“Be Prepared” ~ Boy Scout motto

When I received the three separate ten-page documents about what to expect and what to bring on my adventure in Bhutan, Nepal, and Tibet, I had my work cut out for me. I approached this trip with a level of preparation appropriate for taking the bar exam. After reading countless guidebooks cover-to-cover, I made long to-do lists, reviewing and revising them many times over. I was confident my trip of a lifetime would be smooth sailing from start to finish. Or so I thought.

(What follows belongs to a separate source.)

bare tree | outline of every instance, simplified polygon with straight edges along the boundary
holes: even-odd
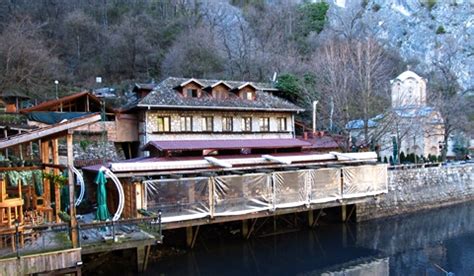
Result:
[[[0,34],[0,91],[45,95],[60,78],[61,63],[44,42],[40,25],[29,18],[12,22]]]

My immediate focus was on clothing. I had twenty-two days to pack for, and I attempted to have a different outfit for each day. Where most people would simply pack jeans and t-shirts for parts of Asia not known for resort wear, I bought an array of capri pants with matching tops, colorful scarves, and sundresses with coordinating hats, along with five pairs of the cutest sandals and two pairs of fashionable sneakers. Although I read it, I paid no attention to the what to bring section of the travel agent’s documents, which emphasized the following: Do not bring delicate clothes. Comfortable, practical clothes are essential. Footwear should be durable, supportive, and comfortable. The most important sentence of all, the lighter you pack, the better, would come back to bite me in the ass, again and again.

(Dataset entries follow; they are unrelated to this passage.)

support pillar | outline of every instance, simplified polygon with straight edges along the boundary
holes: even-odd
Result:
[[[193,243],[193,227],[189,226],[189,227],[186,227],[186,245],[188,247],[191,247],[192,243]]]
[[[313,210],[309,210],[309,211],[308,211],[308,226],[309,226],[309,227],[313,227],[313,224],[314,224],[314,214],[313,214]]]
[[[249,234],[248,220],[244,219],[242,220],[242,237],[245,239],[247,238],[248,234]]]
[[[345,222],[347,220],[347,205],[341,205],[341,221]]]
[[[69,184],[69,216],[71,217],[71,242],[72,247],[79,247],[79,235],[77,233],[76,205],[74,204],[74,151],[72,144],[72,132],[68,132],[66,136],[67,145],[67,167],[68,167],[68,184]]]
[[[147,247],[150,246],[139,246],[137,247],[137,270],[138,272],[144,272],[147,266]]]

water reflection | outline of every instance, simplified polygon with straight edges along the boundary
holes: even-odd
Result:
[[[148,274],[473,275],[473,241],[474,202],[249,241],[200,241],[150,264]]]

On my packing list were medications and nutritional supplements. I take eighteen different supplements on a daily basis plus several prescription drugs. Together that came to a staggering 484 pills. Looking back, I wonder who in their right mind takes that many pills, let alone takes them on a trip? Wouldn’t a multivitamin suffice?

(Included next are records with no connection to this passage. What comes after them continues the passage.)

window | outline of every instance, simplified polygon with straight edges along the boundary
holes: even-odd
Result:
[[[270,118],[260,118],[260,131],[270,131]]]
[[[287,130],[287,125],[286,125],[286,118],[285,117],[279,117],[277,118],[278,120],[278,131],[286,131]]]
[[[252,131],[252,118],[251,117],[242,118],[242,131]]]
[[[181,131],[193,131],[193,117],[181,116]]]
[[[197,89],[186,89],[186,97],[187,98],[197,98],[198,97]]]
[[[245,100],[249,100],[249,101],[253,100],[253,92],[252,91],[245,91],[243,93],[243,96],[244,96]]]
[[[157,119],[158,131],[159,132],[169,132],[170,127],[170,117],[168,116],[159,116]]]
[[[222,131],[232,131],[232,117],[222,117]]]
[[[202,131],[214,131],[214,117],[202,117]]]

I packed all the usual items such as deodorant and toothpaste and then added a new loofa to accompany my favorite shower gel and lotion, a small bottle of Woolite to hand wash my delicates, and a Waterpik. Never can tell when you might need a Waterpik in the jungle. Big Red was filled with everything but the kitchen sink—stuff that no one bound for the farms and jungles of the Himalayas will ever need. Suitcase ready? Check.

It didn’t register that I somehow missed the essence of the minimalist nature of Buddhism. In hindsight, I became an oxymoron of sorts—some would say leave the oxy out. I was intent on packing and carting all my must haves while forgetting the purpose of my journey: to free myself from my Western attached way of being. I neglected to practice what the Buddha meant about clinging and attachment as an impediment to spiritual freedom. If I had, I might have packed a hell of a lot lighter. Instead, my stuff weighed me down, becoming just another ball and chain to contend with. Only this time halfway around the world.